Martin went on to earn a medical degree from the University of Alberta in 1962 and a doctorate in anatomy from the Univer­sity of Rochester in 1971.

In his professional ca­reer, Martin has served as chief of neurology at Mass­achusetts General Hospi­tal, dean of the school of medicine and later chan­cellor of the University of California, San Francisco.

In 1997, he was named dean of the Harvard Facul­ty of Medicine, a role he held until 2007. Today, he continues at Harvard as an endowed professor of neurobiology.
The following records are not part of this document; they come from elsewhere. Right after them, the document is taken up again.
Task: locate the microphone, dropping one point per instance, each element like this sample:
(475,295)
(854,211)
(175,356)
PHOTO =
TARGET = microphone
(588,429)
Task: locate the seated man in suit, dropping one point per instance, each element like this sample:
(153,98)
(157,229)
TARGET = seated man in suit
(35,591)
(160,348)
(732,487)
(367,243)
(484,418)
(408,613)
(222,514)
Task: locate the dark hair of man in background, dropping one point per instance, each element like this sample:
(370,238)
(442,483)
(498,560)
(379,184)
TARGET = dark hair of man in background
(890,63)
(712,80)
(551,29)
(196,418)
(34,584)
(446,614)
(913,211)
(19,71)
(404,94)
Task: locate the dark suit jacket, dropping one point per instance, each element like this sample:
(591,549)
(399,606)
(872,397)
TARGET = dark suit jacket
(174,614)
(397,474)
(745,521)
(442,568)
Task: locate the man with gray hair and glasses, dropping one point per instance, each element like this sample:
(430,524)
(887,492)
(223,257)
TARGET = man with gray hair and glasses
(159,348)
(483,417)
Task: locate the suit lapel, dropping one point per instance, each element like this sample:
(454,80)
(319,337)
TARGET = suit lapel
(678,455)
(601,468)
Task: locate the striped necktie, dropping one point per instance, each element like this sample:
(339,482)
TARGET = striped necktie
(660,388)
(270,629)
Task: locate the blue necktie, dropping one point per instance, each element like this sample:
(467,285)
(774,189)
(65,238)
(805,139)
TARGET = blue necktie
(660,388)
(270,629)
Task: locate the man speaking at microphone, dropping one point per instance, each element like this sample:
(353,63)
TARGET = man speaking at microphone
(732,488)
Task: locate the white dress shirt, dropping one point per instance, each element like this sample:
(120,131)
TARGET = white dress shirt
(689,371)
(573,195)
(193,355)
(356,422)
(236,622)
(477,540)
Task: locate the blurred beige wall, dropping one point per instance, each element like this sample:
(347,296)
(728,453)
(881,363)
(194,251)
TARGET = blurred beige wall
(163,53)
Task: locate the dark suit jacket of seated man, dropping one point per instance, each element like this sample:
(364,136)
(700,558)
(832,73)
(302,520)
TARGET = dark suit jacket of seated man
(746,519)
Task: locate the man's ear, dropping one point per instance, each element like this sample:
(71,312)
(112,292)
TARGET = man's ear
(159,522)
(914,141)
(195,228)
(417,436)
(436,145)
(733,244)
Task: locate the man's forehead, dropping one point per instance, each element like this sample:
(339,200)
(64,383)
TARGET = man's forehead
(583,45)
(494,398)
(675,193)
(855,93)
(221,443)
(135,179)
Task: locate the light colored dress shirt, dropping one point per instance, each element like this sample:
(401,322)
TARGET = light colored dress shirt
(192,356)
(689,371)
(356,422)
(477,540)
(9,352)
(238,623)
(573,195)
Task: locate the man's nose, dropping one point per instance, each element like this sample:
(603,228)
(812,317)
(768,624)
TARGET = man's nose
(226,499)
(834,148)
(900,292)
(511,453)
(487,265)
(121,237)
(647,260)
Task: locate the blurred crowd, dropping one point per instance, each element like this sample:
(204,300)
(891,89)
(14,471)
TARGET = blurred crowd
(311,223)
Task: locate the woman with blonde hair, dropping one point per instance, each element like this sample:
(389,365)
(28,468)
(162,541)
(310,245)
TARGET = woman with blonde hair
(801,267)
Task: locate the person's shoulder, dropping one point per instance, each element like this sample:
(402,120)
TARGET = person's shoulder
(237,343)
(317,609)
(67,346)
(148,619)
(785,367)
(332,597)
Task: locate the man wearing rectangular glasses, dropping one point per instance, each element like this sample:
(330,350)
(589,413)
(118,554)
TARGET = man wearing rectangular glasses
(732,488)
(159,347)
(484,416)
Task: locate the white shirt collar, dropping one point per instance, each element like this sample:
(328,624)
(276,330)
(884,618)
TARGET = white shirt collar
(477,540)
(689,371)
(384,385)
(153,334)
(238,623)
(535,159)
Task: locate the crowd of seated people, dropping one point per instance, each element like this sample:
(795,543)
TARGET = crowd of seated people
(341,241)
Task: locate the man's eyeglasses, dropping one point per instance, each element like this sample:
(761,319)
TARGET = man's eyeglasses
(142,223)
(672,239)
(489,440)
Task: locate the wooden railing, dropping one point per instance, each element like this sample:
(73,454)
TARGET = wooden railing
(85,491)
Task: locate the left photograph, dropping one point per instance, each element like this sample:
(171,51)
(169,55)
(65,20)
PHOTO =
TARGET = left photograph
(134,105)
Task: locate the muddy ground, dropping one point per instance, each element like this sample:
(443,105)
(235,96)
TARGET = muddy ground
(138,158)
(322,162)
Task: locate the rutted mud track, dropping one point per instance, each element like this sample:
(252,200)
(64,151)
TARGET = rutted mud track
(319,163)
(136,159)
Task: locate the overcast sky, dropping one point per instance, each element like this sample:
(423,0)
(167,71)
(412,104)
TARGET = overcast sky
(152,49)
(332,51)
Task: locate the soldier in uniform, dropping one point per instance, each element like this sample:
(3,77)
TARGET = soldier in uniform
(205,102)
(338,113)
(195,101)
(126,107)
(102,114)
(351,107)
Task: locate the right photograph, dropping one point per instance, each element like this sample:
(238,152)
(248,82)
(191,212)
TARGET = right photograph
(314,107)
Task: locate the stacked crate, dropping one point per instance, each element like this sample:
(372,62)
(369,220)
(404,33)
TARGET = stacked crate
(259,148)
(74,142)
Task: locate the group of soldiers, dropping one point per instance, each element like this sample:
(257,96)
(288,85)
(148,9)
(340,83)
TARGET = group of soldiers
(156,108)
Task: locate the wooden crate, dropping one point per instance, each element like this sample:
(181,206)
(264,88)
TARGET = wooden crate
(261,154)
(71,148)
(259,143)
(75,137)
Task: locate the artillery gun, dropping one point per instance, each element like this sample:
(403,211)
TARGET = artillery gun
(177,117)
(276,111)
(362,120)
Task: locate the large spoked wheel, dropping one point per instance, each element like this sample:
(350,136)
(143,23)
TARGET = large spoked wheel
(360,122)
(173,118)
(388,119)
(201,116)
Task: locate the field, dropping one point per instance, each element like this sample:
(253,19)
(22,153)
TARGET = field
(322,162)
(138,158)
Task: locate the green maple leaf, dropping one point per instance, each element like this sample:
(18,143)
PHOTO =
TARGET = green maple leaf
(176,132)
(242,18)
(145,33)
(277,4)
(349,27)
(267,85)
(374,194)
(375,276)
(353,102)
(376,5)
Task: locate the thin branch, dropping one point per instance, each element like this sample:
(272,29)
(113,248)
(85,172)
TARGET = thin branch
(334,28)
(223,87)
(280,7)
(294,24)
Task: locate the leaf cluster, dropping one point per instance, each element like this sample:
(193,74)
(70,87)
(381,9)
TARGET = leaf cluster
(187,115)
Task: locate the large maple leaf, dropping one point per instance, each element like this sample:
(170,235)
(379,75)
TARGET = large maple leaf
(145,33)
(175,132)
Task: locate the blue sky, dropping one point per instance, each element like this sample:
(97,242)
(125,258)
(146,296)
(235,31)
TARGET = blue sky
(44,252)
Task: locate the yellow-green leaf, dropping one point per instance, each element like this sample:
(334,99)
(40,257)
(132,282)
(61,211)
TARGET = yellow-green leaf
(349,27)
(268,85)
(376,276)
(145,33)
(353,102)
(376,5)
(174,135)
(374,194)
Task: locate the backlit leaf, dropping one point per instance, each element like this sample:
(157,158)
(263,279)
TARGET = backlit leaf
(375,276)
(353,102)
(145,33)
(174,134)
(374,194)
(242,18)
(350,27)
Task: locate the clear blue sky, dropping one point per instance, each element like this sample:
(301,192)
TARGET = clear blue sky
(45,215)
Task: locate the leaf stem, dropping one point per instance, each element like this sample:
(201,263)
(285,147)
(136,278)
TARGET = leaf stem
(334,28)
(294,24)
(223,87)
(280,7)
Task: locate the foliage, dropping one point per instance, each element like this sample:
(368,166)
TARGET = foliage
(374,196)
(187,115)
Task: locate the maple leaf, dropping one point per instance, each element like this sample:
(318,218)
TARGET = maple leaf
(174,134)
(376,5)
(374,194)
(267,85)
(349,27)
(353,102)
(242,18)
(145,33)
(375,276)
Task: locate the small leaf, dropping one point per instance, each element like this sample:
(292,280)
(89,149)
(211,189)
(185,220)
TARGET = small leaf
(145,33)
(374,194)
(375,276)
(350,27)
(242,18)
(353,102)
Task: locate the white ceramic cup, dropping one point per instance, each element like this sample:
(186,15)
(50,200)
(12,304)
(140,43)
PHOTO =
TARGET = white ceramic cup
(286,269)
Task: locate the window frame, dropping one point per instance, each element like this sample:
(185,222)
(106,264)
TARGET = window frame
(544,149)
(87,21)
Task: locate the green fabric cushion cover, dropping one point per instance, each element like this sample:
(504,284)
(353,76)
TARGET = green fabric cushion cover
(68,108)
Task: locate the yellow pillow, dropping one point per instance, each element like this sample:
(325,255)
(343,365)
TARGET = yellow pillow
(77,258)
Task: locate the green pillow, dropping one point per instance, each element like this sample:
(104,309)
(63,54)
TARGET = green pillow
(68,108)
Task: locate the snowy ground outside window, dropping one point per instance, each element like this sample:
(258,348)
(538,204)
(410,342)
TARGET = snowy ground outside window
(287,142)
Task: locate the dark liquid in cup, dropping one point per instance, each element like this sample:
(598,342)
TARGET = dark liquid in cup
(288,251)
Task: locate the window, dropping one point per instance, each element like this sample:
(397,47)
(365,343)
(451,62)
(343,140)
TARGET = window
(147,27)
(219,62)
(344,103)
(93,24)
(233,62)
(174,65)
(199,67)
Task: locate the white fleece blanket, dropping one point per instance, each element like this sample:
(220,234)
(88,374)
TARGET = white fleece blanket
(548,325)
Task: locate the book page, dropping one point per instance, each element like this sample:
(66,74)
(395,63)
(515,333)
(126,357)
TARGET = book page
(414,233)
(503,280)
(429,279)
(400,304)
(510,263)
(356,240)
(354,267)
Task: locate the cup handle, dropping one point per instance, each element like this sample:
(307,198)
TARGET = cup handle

After his remarks, Mar­tin responded to questions from the audience. One was what advice would he offer to Congress when it comes to health care reform.

He said in part that the primary care system must be strengthened. That does­n’t mean, he said, it’s time to educate more doctors.

Part of the problem, he explained, is that right now, a patient’s medical care is spread among so many specialists that it’s hard to manage.

Responding to another question, Martin also said health care reform legisla­tion should be anchored in five fundamental principles: accessibility, accuracy, ad­vice, affability, affordability. EMU President Loren Swartzendruber praised Martin’s insight at a recep­tion following the program. “His wide range of expe­riences puts him in a posi­tion to speak with a great deal of authority,” Swartzen­druber said. “He’s such a genuine person.”

At least one aspiring doctor, EMU junior Abigail Carr, came away inspired by Martin’s talk.

“It was fascinating to hear all the different in­sights he’s had over the course of his life in very relevant topics … and how it connects to the future,” said Carr, who is studying premedicine and biology.